I can never look at an advertisement without being troubled by the almost invariable metrical or semantic idiocy of the line breaks. It’s almost a physiological response as though the rhythms of one’s body were being tampered with. We know scientifically that in many ways speech is closer to verse than prose – whatever Molière’s Monsieur Jourdain thought. Julia Kristeva suggests in Desire in Language that poets are people who are, in a sense, linguistically arrested, in that they remain unusually close to the features of language which excite young children and even to the primary babble which still has to be disciplined in the sounds of any particular language.

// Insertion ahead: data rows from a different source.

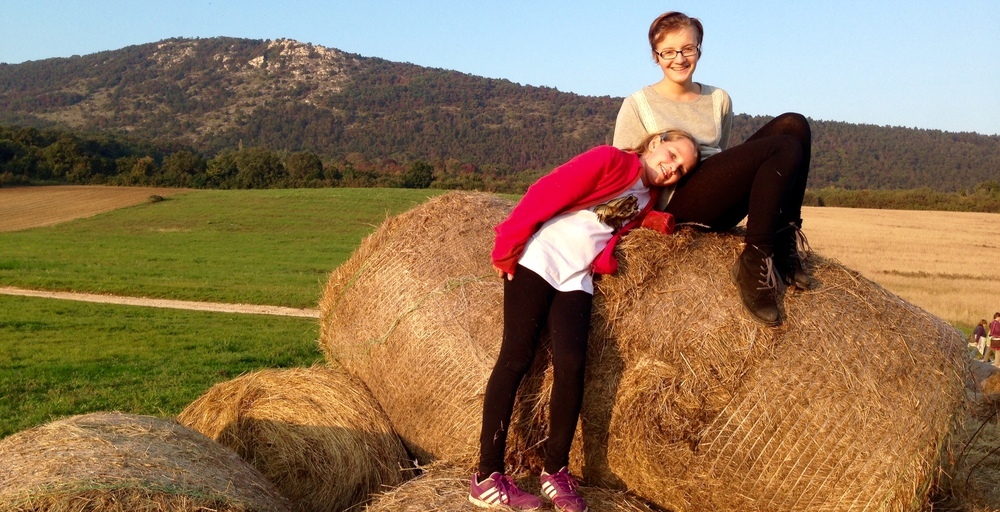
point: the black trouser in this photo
(763, 179)
(529, 304)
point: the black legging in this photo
(529, 304)
(763, 179)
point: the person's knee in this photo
(570, 366)
(795, 124)
(514, 365)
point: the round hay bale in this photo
(115, 462)
(444, 487)
(316, 433)
(425, 307)
(689, 402)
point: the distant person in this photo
(763, 178)
(547, 251)
(995, 337)
(980, 339)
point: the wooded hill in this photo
(222, 96)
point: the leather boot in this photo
(757, 282)
(790, 251)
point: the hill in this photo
(219, 94)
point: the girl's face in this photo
(666, 162)
(680, 69)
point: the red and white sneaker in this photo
(499, 490)
(561, 488)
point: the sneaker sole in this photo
(483, 504)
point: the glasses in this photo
(671, 54)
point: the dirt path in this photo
(217, 307)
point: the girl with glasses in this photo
(547, 251)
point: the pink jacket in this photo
(590, 178)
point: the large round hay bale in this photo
(425, 307)
(689, 402)
(316, 433)
(113, 462)
(444, 487)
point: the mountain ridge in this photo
(217, 94)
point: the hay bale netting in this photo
(689, 402)
(444, 487)
(316, 433)
(115, 462)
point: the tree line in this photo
(50, 156)
(370, 119)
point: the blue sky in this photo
(919, 64)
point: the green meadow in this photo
(273, 247)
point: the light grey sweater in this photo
(709, 118)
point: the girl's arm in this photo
(726, 130)
(573, 185)
(629, 129)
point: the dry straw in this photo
(316, 433)
(444, 487)
(115, 462)
(689, 403)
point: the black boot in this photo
(757, 282)
(790, 251)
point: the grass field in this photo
(271, 247)
(59, 358)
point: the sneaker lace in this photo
(769, 275)
(800, 247)
(507, 488)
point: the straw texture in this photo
(444, 487)
(316, 433)
(113, 462)
(689, 403)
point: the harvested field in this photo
(33, 207)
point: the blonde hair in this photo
(668, 136)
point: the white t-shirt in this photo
(563, 249)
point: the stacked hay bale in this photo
(316, 433)
(116, 462)
(689, 402)
(415, 315)
(444, 487)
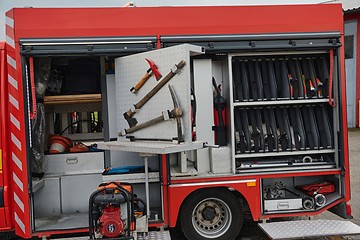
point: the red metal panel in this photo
(4, 159)
(2, 219)
(259, 175)
(344, 126)
(249, 188)
(96, 22)
(165, 191)
(15, 124)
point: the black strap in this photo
(244, 81)
(253, 81)
(270, 136)
(272, 79)
(293, 79)
(265, 79)
(297, 136)
(255, 133)
(237, 81)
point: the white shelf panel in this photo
(285, 153)
(148, 147)
(131, 177)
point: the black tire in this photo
(211, 214)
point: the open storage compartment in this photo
(290, 194)
(73, 101)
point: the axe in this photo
(175, 113)
(153, 70)
(129, 114)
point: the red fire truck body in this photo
(229, 36)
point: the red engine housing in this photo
(111, 223)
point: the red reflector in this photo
(348, 210)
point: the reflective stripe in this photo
(17, 161)
(212, 183)
(16, 141)
(14, 102)
(13, 81)
(11, 61)
(18, 182)
(19, 202)
(10, 41)
(15, 121)
(9, 22)
(19, 222)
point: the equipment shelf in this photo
(280, 102)
(72, 99)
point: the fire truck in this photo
(116, 122)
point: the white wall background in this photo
(6, 5)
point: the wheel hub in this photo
(211, 218)
(209, 213)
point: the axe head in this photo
(154, 69)
(131, 120)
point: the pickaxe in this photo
(153, 70)
(175, 113)
(129, 114)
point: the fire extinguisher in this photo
(219, 116)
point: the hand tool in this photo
(272, 79)
(237, 81)
(129, 114)
(153, 70)
(220, 113)
(271, 134)
(241, 144)
(244, 81)
(175, 113)
(311, 128)
(298, 128)
(325, 130)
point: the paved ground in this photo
(250, 231)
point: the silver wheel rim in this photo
(211, 218)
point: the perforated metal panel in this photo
(309, 228)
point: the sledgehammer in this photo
(153, 70)
(129, 114)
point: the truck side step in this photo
(309, 228)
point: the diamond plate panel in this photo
(159, 235)
(309, 228)
(128, 71)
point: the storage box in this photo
(290, 202)
(74, 163)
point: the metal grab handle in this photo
(331, 75)
(32, 83)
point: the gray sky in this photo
(6, 5)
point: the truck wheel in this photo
(211, 214)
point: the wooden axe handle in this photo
(153, 91)
(141, 82)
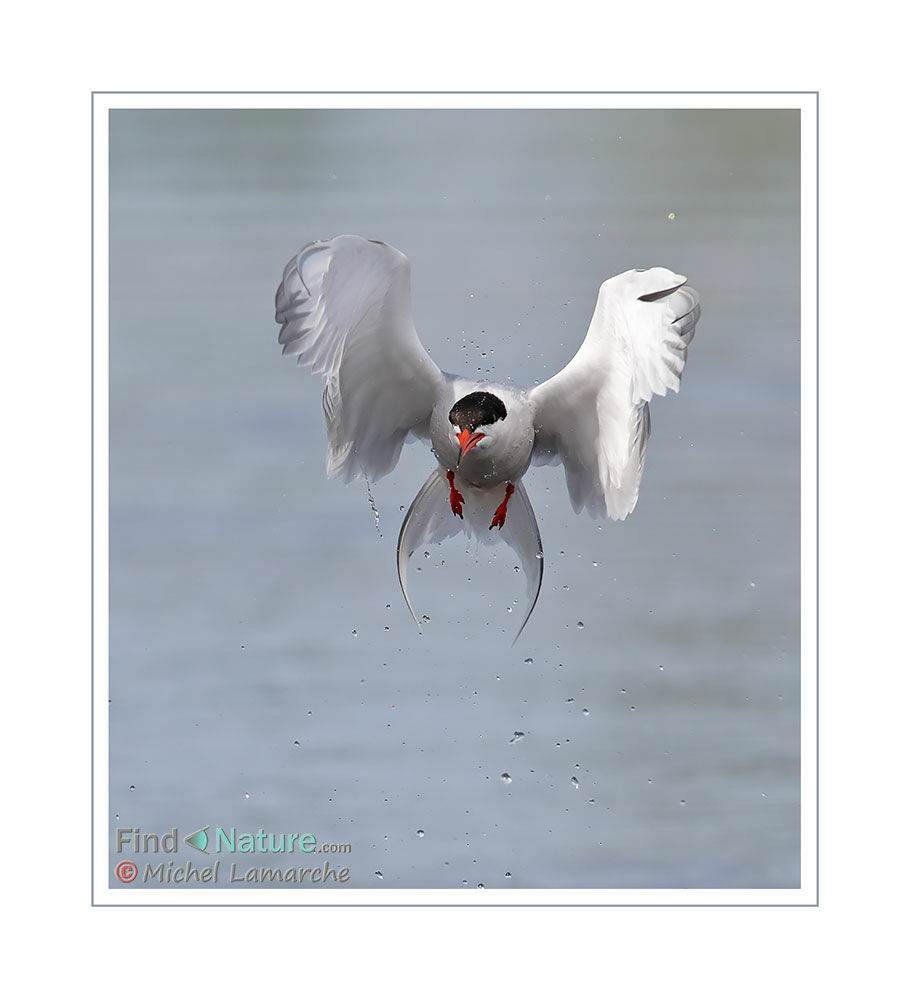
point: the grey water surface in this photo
(264, 670)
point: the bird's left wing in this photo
(593, 416)
(344, 306)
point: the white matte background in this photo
(60, 55)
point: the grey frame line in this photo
(425, 905)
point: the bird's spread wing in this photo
(593, 416)
(344, 306)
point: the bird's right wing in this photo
(593, 416)
(344, 306)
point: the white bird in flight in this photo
(344, 306)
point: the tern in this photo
(344, 306)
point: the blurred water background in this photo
(264, 670)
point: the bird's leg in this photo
(455, 497)
(499, 518)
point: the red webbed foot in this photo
(499, 518)
(455, 497)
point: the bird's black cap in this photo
(477, 409)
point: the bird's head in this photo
(472, 418)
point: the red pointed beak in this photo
(467, 441)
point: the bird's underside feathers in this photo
(345, 312)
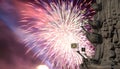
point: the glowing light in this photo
(42, 67)
(51, 31)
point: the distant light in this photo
(42, 67)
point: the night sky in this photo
(12, 52)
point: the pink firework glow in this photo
(54, 31)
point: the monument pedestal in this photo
(103, 67)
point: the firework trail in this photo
(53, 29)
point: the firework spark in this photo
(54, 31)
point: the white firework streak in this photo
(50, 31)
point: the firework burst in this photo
(54, 31)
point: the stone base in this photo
(103, 67)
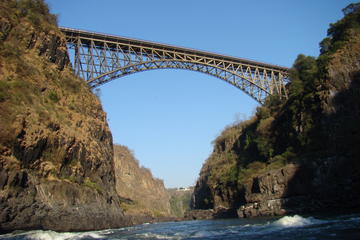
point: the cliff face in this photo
(56, 153)
(300, 155)
(145, 195)
(180, 199)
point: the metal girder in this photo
(100, 58)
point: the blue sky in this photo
(170, 117)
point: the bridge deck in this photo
(117, 39)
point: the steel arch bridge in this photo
(100, 58)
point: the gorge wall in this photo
(300, 155)
(56, 153)
(144, 195)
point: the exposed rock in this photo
(199, 214)
(147, 195)
(54, 173)
(180, 200)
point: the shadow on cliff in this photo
(331, 182)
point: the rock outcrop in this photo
(180, 200)
(299, 156)
(56, 153)
(144, 195)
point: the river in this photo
(288, 227)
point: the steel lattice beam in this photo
(100, 58)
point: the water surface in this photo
(288, 227)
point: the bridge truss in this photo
(100, 58)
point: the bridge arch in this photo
(256, 92)
(100, 58)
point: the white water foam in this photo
(51, 235)
(295, 221)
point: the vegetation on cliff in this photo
(144, 195)
(180, 200)
(56, 153)
(318, 121)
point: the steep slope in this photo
(300, 155)
(180, 199)
(56, 153)
(146, 195)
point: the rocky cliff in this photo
(300, 155)
(180, 200)
(144, 195)
(56, 153)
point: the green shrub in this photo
(54, 97)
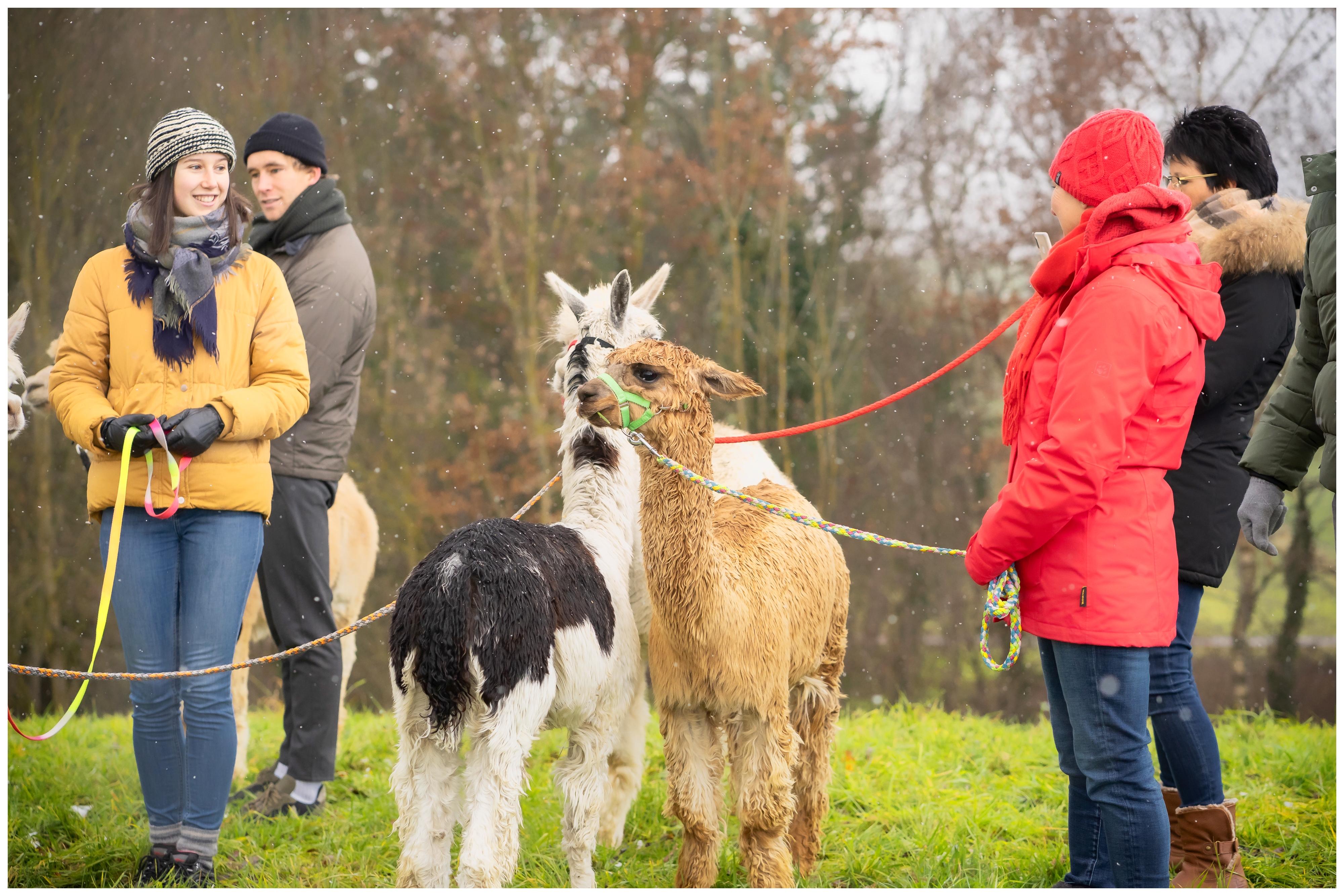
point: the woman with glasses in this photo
(1218, 156)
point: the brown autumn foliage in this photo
(834, 240)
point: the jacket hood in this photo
(1273, 241)
(1147, 229)
(1193, 287)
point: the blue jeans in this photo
(1099, 711)
(179, 596)
(1187, 750)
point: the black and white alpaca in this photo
(591, 327)
(505, 629)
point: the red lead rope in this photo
(834, 421)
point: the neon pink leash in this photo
(175, 471)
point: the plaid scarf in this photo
(1225, 207)
(182, 280)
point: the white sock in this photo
(306, 792)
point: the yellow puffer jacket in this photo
(107, 367)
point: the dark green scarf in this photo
(318, 210)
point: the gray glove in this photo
(1261, 514)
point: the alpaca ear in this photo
(17, 323)
(620, 299)
(572, 297)
(717, 382)
(651, 289)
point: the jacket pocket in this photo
(1323, 399)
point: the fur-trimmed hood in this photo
(1272, 241)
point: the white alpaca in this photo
(17, 420)
(589, 327)
(583, 316)
(509, 628)
(36, 385)
(353, 542)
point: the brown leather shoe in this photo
(1173, 799)
(1209, 836)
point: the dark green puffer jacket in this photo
(1300, 417)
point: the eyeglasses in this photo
(1178, 182)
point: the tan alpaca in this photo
(748, 636)
(354, 550)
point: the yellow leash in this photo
(108, 578)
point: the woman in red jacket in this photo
(1099, 397)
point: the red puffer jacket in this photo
(1087, 514)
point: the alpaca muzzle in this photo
(597, 405)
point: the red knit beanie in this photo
(1109, 154)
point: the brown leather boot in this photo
(1209, 836)
(1173, 799)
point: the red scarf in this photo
(1147, 214)
(1052, 281)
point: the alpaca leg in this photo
(626, 770)
(815, 711)
(240, 679)
(696, 769)
(497, 774)
(581, 777)
(427, 785)
(761, 753)
(816, 706)
(347, 663)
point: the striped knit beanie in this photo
(1109, 154)
(183, 132)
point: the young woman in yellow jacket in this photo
(187, 326)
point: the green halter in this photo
(624, 399)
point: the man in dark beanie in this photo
(304, 229)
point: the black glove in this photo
(194, 430)
(114, 433)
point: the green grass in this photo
(921, 799)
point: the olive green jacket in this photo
(1300, 417)
(334, 292)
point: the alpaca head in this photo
(614, 315)
(675, 382)
(17, 322)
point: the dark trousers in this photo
(1187, 749)
(295, 578)
(1099, 711)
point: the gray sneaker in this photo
(279, 800)
(265, 778)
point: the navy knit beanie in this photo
(291, 135)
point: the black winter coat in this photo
(1263, 264)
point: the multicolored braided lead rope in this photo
(213, 671)
(1002, 597)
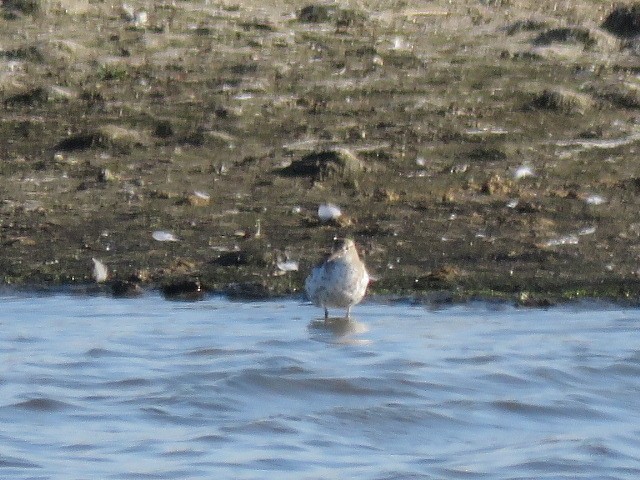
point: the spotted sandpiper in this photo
(340, 281)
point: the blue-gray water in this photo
(99, 388)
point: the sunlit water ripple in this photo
(93, 387)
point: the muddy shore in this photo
(477, 148)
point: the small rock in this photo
(106, 176)
(126, 289)
(328, 212)
(198, 199)
(186, 290)
(100, 272)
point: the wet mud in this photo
(475, 148)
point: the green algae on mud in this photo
(414, 120)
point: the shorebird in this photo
(340, 281)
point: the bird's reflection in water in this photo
(338, 330)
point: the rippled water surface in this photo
(94, 387)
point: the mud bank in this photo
(480, 148)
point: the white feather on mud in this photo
(100, 271)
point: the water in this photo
(93, 387)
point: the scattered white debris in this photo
(587, 231)
(328, 211)
(202, 195)
(523, 171)
(595, 200)
(565, 240)
(163, 236)
(287, 265)
(100, 272)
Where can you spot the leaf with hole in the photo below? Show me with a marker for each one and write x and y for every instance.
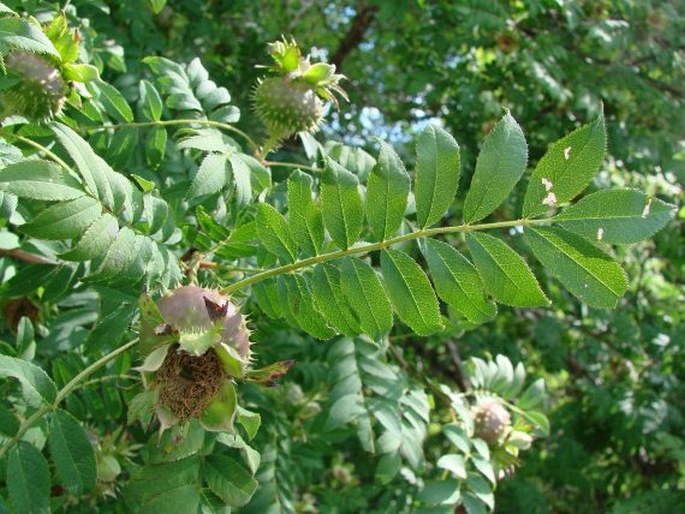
(566, 169)
(586, 271)
(618, 216)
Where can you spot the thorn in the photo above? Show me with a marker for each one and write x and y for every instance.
(215, 311)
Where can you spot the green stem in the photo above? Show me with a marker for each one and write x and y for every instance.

This makes sense. Composers presumably have a childlike fascination with noises. Painters with colours. Potters with clay. Art is after all a kind of play. So it might be that an unconscious structuring activity is simply a version of the child’s attempt to make sense of the world, by which I mean literally to term the world into sense. In his poem For John Berryman, from his last collection Day By Day, Robert Lowell wrote “We asked to be obsessed by writing/ and we were.”

A poem in Small Hours which other people seem to like more than I do, but which surprised me in the writing, is Pigeon. It’s not a very long poem and began as an exercise in the kind of loose, long and loosely rhymed lines which Derek Walcott often uses. It began as simply descriptive but it led me towards an understanding that the human world is much better than we think, an understanding which led me almost to echo Wordsworth’s Simon Lee and brought back the excitement poetry had for me when I first started to write – the way it can almost trick us into telling the truth.